Dosyada bulunan kaza tespit tutanağı uyarınca kazanın tramvay inşaat alanı içinde meydana geldiği, mahallinde yapılan keşifte fotoğraflarla da tespit edilen hususlar ve tanzim edilen raporda ortaya konan tespitlerin hükme esas alınan … … tarafından sunulan 20/03/2017 tarihli raporda detaylı şekilde değerlendirilmesi suretiyle olay yerinin karayolu veya karayolu yerlerden olduğu hususunun tereddüte mahal vermeyecek şekilde belirlendiğinin anlaşılmasına, kaza tarihinde yürürlükte bulunan KTK’nın 98/1, 99/1 maddeleri ile ZMSS poliçesi Genel Şartlarının B.2 maddesi uyarınca rizikonun belge ve bilgileri ile birlikte sigortacıya ihbar edildiği tarihten itibaren 8 işgünü içinde sigortanın tazminatı ödeme yükümlülüğü bulunmakta bu sürenin sonunda ödememe halinde temerrüt gerçekleşmekte olması ve davacı tarafından sigortaya başvuru üzerine başvurunun davalı … şirketine tebliğinden itibaren 8 iş günü içinde ödeme yapılmamış olması nedeniyle mahkemece temerrüt tarihinden itibaren faize hükmedilmesinde bir isabetsizlik bulunmadığının anlaşılmasına, müteselsil borçlulardan birinin borcu ifa ettiği oranda diğer müteselsil borçluların bu oranda borçtan kurtulacağı ve bu sebeple yapılan ödeme nedeniyle davanın konusuz kalması halinde vekalet ücreti ve diğer yargılama giderlerinin davanın açıldığı tarihte tarafların haklılık durumu gözetilerek belirlenmesi gerektiğinden mahkemece kabul kararı ile hüküm altına alınan 18.030,49 TL tazminat ile dava dışı işleten ve sürücü tarafından yargılama sırasında yapılan 31.969,51 TL’lik ödeme dikkate alınarak konusuz kaldığına hükmedilen miktarlar toplamı olan 50.000,00 TL’lik dava değeri üzerinden HMK 331/1 madde uyarınca tarafların haklılık durumu baz alınarak davacı lehine karşı vekalet ücretine hükmedilmesinde bir isabetsizlik bulunmadığının anlaşılmasına göre davalı … vekilinin yerinde görülmeyen istinaf taleplerinin HMK’nın 353/1-b-1 maddesi gereğince (HMK.nın 355 maddesine göre istinaf sebepleri ile sınırlı olarak yapılan inceleme sonucu) esastan reddine karar verilmesi gerekmiş ve aşağıdaki şekilde hüküm kurulmuştur.

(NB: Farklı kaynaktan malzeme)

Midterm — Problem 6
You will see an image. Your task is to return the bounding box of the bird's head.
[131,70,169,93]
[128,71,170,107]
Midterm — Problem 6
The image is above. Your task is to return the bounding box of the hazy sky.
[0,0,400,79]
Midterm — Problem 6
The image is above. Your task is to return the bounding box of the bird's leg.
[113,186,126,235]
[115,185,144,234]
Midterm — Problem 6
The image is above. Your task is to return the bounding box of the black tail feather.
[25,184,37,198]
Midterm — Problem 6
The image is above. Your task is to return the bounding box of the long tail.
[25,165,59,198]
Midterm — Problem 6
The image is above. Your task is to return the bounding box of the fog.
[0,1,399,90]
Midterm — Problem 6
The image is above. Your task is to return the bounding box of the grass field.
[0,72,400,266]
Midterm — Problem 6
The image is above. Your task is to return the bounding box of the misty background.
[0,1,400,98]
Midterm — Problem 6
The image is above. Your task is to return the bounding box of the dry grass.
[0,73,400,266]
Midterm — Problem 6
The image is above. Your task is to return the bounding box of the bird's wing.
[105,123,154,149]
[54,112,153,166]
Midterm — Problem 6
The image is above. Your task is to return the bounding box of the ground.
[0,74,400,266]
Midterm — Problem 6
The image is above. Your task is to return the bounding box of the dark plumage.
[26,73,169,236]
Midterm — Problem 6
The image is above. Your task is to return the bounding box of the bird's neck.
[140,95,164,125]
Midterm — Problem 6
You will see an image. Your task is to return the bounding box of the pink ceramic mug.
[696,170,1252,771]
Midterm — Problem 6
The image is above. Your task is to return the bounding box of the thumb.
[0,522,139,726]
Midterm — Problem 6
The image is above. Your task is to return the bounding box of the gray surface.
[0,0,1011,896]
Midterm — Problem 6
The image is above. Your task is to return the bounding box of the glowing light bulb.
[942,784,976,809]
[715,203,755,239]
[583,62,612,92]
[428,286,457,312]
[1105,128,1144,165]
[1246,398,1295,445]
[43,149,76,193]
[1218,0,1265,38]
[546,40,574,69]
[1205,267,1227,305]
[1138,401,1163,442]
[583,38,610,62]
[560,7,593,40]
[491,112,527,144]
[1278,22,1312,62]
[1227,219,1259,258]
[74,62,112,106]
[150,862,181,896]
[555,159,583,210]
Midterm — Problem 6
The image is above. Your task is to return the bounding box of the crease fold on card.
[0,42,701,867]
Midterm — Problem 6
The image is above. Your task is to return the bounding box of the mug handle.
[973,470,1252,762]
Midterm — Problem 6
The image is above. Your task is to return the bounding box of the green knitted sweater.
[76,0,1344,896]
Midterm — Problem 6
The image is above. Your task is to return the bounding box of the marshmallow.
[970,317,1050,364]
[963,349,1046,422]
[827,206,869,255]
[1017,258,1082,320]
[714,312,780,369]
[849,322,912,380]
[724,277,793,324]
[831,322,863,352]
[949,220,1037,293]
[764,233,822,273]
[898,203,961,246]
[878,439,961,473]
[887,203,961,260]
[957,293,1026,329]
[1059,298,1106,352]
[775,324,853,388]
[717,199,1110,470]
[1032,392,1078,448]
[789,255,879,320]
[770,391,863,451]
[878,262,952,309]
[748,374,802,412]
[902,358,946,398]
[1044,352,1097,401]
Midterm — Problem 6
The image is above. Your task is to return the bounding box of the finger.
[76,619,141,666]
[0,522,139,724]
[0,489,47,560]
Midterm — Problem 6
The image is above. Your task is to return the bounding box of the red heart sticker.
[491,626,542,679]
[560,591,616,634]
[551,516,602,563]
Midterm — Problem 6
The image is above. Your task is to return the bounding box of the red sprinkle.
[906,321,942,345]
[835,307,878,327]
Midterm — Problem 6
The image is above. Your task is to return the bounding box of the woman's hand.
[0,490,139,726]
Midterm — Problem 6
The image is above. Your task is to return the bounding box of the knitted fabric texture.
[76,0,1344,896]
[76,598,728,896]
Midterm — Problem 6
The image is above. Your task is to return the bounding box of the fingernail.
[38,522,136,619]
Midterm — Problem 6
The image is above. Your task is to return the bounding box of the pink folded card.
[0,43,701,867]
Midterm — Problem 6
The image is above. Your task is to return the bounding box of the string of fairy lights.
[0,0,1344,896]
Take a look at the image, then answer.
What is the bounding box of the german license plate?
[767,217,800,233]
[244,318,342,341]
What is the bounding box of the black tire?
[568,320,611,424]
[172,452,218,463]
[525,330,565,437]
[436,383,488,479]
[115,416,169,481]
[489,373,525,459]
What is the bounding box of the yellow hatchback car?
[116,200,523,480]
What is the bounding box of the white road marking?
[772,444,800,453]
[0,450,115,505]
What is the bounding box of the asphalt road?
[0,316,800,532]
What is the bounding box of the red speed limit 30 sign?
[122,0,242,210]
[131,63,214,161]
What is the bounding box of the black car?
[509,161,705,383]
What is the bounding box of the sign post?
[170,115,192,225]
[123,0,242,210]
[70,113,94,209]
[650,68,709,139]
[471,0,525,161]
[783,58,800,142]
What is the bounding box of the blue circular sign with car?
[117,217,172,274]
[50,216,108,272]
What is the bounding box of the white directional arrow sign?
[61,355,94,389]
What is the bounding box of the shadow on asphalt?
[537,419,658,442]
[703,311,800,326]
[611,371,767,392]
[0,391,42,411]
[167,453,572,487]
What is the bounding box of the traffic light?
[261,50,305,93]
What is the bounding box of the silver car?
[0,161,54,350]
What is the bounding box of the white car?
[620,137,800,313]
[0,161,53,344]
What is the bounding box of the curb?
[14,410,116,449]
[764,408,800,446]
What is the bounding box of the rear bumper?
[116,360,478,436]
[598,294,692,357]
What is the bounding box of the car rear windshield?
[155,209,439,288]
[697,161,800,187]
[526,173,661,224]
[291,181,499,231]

HÜKÜM : Gerekçesi yukarıda izah edildiği üzere;
1-Davalı vekilinin yerel mahkeme kararına yönelik istinaf başvurusunun 6100 Sayılı HMK’nın 353/1-b-1 maddesi gereğince ESASTAN REDDİNE,
2-Davalıdan alınması gereken 1.231,66 TL harçtan peşin olarak yatırılan 307,92 TL harcın mahsubu ile bakiye 923,74 TL istinaf karar ve ilam harcının davalıdan tahsili ile hazineye gelir kaydına,
3-İstinaf başvurma harcı peşin alındığından bu konuda karar verilmesine yer olmadığına,
4-Davalı tarafından yapılan istinaf yargılama giderlerinin kendi üzerinde bırakılmasına,
5-İstinafa gelen davalı tarafından yatırılan istinaf gider avansından kullanılmayan kısmın karar kesinleştiğinde kendisine iadesine,
6-Kararın tebliği, kesinleştirme ve gider avansı iadesi işlemlerinin ilk derece mahkemesi tarafından yerine getirilmesine,
Dosya üzerinden yapılan inceleme sonucu HMK’nun 362/1-a maddesi gereğince KESİN olmak üzere oy birliği ile 01.07.2021 tarihinde karar verildi.

* Bu belge, 5070 sayılı Kanun hükümleri gereğince elektronik imza ile imzalanmıştır.